Risk of Stroke at Time of Carotid Occlusion
21 Sep 2015
Preventing carotid artery occlusion (blockage) may not be a valid indication for stenting because the risk of progression to occlusion appears to be below the risk of carotid stenting or endarterectomy (surgical removal of plaque from an artery), according to an article published online by JAMA Neurology.1
Increasing evidence indicates that with intensive medical therapy most patients with asymptomatic carotid stenosis (ACS) are more likely to be harmed than to benefit from carotid endarterectomy or carotid stenting. Many of these procedures are performed with the objective to prevent carotid occlusion because the underlying assumption is that carotid occlusion would carry a high risk of stroke.
J. David Spence, M.D., of Western University, Ontario, Canada, and coauthors looked at the risk resulting from progression to occlusion among patients with ACS. They assessed the role of severity of carotid stenosis or the presence of contralateral (on the opposite side of the body) occlusion as factors that may predict the risk of stroke or death after occlusion of a previously asymptomatic carotid stenosis.
The authors analyzed data collected from patients at stroke prevention clinics from 1990 through 1995 or from 1995 through 2012. The authors measured ipsilateral stroke (on the same side of the body as the carotid artery blockage), transient ischemic attack, death from ipsilateral stroke or death from unknown cause.
The study reports that among 3,681 patients, 316 patients were asymptomatic before the initial occlusion. The average age of patients was 66, most patients were men and most had high blood pressure and hyperlipidemia. Most new occlusions (254 of 316) occurred before 2002, when medical therapy was less intensive.
Only one patient (0.3 percent) had a stroke at the time of the occlusion and only three patients (0.9 percent) had an ipsilateral stroke during follow-up. Analyses suggest that neither severity of stenosis nor contralateral occlusion predicted the risk of ipsilateral stroke or transient ischemic attack, death from stroke or death from unknown cause.
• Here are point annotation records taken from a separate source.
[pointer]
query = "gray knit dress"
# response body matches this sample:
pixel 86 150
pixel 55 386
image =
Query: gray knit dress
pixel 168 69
“Patients with carotid stenosis are at high risk of death, but as indicated in Table 2, most of the deaths are not from stroke. Carotid stenting or endarterectomy can therefore not be expected to improve those outcomes,” the study notes.
Study limitations include that authors did not perform brain imaging unless patients had a stroke and they did not study patients who became symptomatic and had interventions for that reason.
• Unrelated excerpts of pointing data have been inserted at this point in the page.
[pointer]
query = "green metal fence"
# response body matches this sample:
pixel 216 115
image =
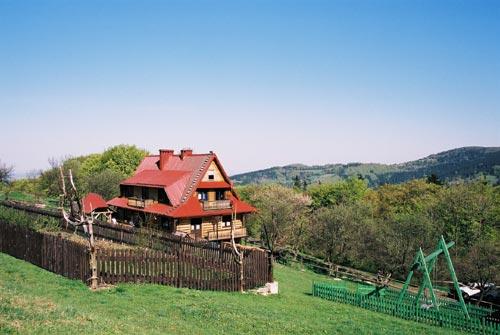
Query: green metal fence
pixel 448 315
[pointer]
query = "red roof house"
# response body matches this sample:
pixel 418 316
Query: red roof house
pixel 185 192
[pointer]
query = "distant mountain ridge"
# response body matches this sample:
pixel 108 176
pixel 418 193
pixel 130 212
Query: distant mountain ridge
pixel 462 163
“The risk of ipsilateral stroke at the time of carotid occlusion was well below the risk of carotid stenting or carotid endarterectomy, and the percent stenosis or contralateral occlusion did not identify patients who would benefit from intervention. Preventing carotid occlusion may not be a valid indication for intervention,” the study concludes.
In a related editorial 2, Seemant Chaturvedi, M.D., and Ralph L. Sacco, M.D., M.S., of the University of Miami Miller School of Medicine, write: “In this issue of JAMA Neurology, Yang et al add some ‘fuel to the fire’ regarding the debate concerning the best treatment for asymptomatic carotid stenosis. … As a single-center study, the analysis by Yang et al has limitations. … All these limitations could have led to underestimations in the risk of stroke. … Ultimately, whether the improvements in aggressive medical therapy are sufficient to reduce the rationale for CEA (carotid endarterectomy) or CAS (carotid artery stenting) in asymptomatic patients will need to be determined by contemporary randomized clinical trials.”
1. JAMA Neurol. Published online September 21, 2015. doi:10.1001/jamaneurol.2015.1843.
2. JAMA Neurol. Published online September 21, 2015. doi:10.1001/jamaneurol.2015.2196.